At issue recently was the furor over racial policies and practices in this most liberal denomination, sparked by the resignation of its president, the Rev. Peter Morales, in the face of a ruckus over the appointment of what critics see as too many privileged (i.e., white) candidates and leaders. Let it be noted that the UUA’s language and stated intentions are all on the side of changing the image of a denomination that has a very small percentage of minority or marginalized leaders. Morales’s stepping down was followed by two more resignations at the highest level. To no one’s surprise, a variety of caucuses and rights-and-interest groups quickly organized and spoke up. Finger-pointing and soul-searching among members made headlines wherever the UUA has local congregational representation.
The public relations embarrassment has served notice not only to liberal denominations but, at this moment, to them especially. There is no place to hide for a group whose language may be “correct,” its public pronouncements up-front, but whose pews and letterheads down-home continue to embarrass many Unitarians and Universalists. The same is true for the majority of largely white Protestant bodies. What is most obvious is that there are no quick fixes, no matter how much argument, energy, posturing, and reforming is in evidence.
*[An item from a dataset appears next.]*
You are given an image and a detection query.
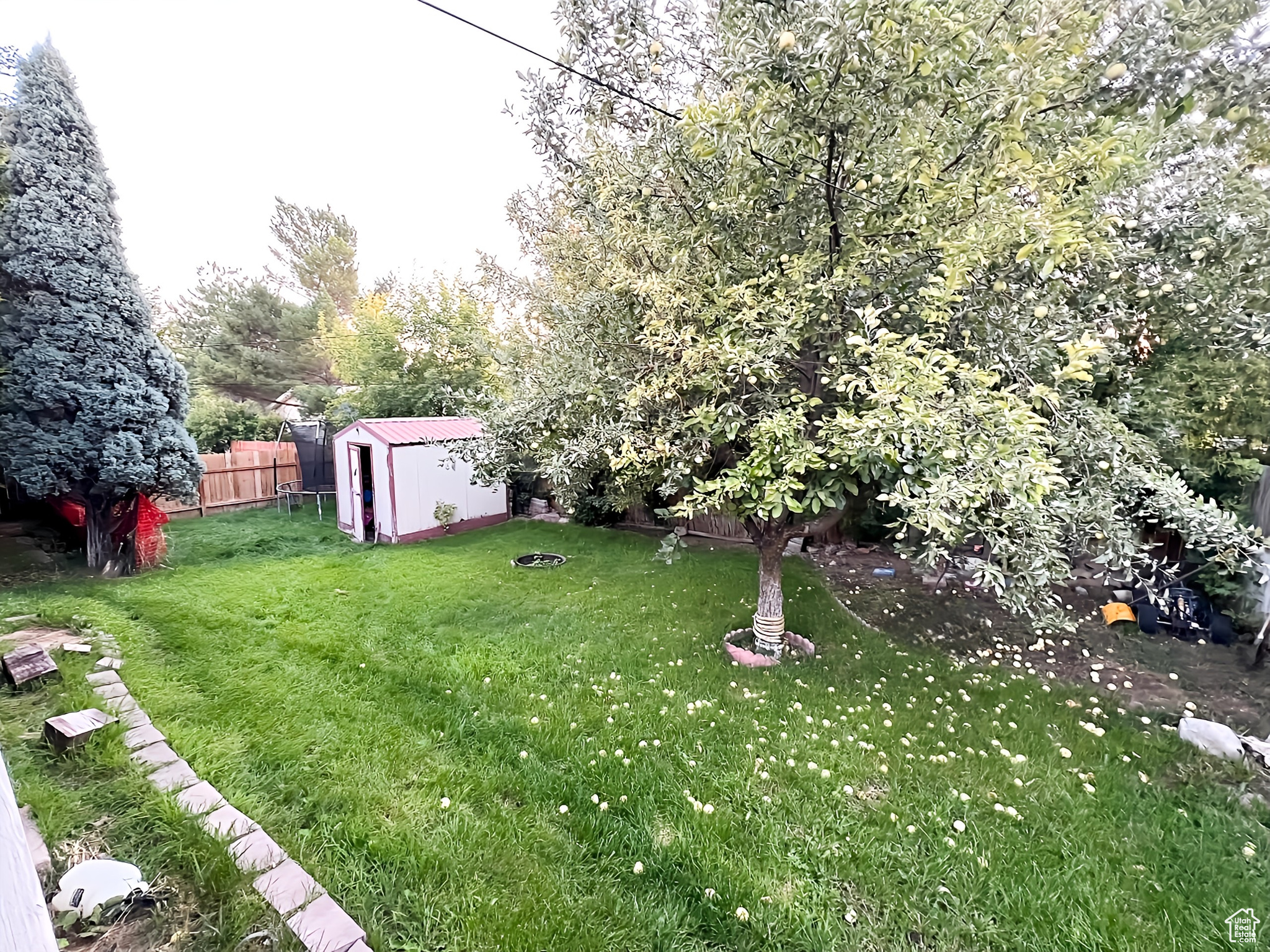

The church bodies with which I am most at home have spent the most recent half-century repenting, revising, and revisiting formerly underserved publics. Their proclamations, preachments, and voting patterns reveal impressive evidences of efforts to bring about change. But what we have learned during these decades is that, even in religious bodies where one seldom hears defenses of racial segregation or snubbing, it is very difficult to see the development of truly interracial—and, truth be told, interclass—congregations. Let it be noted that not all resistance to integrative change is based on hatred, prejudice, or snubbing on the part of the privileged against the marginalized. Reluctance to change can sometimes be read as a tribute to the enduring power of existing religious communities to contribute positively—in the form of art, creativity, pastoral care, etc.—to those who make them up.
On these terms, one asks: must all African-American or Hispanic or Asian or white, Euro-American cohering congregations abandon their cultural trademarks, even as they feed the soul and motivate generosity? And can they, if they try? At their best, many are learning to invest in what they inherited, and to combine that with learning from “the other.” Listen to them: they will confess, spiritually and artistically, that their lives and worship are improved. We can hope that the liberal Unitarian Universalist body, as it patches itself up, can find ways to serve the less privileged and, sometimes, less liberal communities of believers. Let the Unitarian Universalist jokes survive, but we may notice, along the way, that “the joke’s on us” if we don’t learn.